Strategien für Nachrichtentrading

Strategien für Nachrichtentrading

Die Marktpreise können von unterschiedlichen Details und statistischen Angaben erheblich beeinflusst werden, die in der Regel in einem speziellen Kalender verzeichnet werden. Da die Nachrichten kaum voraussagbar sind, weil diese nicht selten ganz unerwartet veröffentlicht werden, sind Statistiken keine Überraschung, da ihre Veröffentlichungsdaten schon vorher allgemein bekannt sind.

Nachrichtentrading ist ein einfaches und effektives System. Handel anhand der statistischen Daten wird als Teil der gesamten Strategie betrachtet. Um von dem Handel nach diesem System zu profitieren, ist ausreichend sich den Wirtschaftskalender anzuschauen, der die wichtigsten makroökonomischen Statistiken liefert, und eine demnächst bedeutende Veranstaltung aussuchen, die die Börsennotierungen beeinträchtigen könnte. Das ist ziemlich einfach.

Wichtige Veranstaltungen werden in allen Kalendern extra markiert. Worauf muss man aber besonders achten? Auf das Datum, präzise Zeit sowie den Vermögenswert, auf den diese Veranstaltung eine Auswirkung haben kann.

Einfaches Beispiel hierfür. Angenommen, dass am Donnerstag 21. Januar die Europäische Zentralbank eine Sitzung hat. Das ist eine wichtige Veranstaltung für Euro, da die Politik der Zentralbank seinen Kurs bestimmt. Die Sitzung beginnt um 16.30 GMT. Dies bedeutet, dass man an dem Tag um diese Zeit bereit sein soll, einen Trade zu eröffnen.

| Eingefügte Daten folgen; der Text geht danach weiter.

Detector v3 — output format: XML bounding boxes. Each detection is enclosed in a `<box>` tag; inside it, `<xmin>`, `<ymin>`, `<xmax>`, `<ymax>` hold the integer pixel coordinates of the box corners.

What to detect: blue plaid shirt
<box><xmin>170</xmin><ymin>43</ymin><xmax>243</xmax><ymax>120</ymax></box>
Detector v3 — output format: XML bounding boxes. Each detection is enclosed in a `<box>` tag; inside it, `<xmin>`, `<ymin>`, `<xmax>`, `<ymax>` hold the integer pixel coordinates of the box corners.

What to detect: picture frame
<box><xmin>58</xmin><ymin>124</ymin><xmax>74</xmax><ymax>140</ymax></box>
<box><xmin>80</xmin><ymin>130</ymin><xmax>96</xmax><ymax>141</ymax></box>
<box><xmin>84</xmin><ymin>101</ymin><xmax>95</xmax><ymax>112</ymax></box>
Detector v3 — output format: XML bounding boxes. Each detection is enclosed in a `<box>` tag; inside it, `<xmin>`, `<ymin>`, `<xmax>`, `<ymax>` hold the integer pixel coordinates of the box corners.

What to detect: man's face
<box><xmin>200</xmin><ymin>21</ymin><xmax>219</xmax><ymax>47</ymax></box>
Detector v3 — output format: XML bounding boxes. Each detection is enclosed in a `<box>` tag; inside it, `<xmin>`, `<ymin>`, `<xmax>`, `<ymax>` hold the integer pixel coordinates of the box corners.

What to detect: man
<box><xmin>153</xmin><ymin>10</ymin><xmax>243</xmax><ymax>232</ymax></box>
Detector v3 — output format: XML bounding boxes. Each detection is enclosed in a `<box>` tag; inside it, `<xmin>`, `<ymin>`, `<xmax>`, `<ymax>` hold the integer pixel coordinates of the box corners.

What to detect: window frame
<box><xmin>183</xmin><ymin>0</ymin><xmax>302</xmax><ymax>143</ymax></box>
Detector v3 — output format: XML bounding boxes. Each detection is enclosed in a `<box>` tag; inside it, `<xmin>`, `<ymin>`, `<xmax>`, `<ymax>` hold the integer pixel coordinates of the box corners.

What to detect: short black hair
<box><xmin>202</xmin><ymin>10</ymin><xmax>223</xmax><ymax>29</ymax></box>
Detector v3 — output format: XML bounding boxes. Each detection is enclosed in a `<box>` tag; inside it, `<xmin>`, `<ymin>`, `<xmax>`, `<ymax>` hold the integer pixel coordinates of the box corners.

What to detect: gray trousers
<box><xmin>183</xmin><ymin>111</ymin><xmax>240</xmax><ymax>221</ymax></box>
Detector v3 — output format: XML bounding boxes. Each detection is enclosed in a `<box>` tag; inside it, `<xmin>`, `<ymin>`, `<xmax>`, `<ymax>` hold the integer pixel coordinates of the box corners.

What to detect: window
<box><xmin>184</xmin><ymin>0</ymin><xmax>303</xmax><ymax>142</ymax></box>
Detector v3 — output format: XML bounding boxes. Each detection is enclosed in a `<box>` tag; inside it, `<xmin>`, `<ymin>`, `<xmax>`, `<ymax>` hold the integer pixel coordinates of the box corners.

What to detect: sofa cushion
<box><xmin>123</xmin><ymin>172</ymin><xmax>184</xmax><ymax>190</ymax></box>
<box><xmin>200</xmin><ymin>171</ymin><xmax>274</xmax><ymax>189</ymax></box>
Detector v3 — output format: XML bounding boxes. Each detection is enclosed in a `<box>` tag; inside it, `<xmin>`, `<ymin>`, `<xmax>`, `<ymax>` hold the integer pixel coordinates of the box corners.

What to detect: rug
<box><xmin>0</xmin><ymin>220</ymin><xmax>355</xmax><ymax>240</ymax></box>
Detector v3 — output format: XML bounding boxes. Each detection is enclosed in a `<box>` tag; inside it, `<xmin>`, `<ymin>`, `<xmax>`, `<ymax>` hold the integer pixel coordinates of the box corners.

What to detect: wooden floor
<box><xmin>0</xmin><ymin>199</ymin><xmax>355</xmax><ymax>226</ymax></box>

Die Simplizität dieser Strategie liegt darin, dass man nicht allzu lange überlegen muss, ob die veröffentlichten statistischen Angaben positiv oder negativ sind, oder inwieweit diese Euro und andere Währungen in der Zukunft beeinflussen werden. Das Wichtigste ist nur, einen schnellen Profit von dem Zuwachs an Volatilität zu erzielen.

Nach der Veröffentlichung der wichtigen statistischen Angaben muss man vor allem die Marktreaktion bewerten. Dieser Marktimpuls schafft wirklich beispiellose Handelsgelegenheiten für binäre Optionen Trader. Führen wir unser Beispiel weiter fort. Unterstellt man, dass die EZB an der jeweiligen Sitzung entschieden hat den Zinssatz zu senken, wird Euro in diesem Fall schwächen. In dieser Situation kann man eine „Down“-Option auf das Währungspaar EUR/USD kaufen. Sollte aber dementgegen eine Zinserhöhung vereinbart werden, wird sich Euro zweifelsohne erholen. Daher kann man in eine „Up“-Option aufs Währungspaar EUR/USD investieren.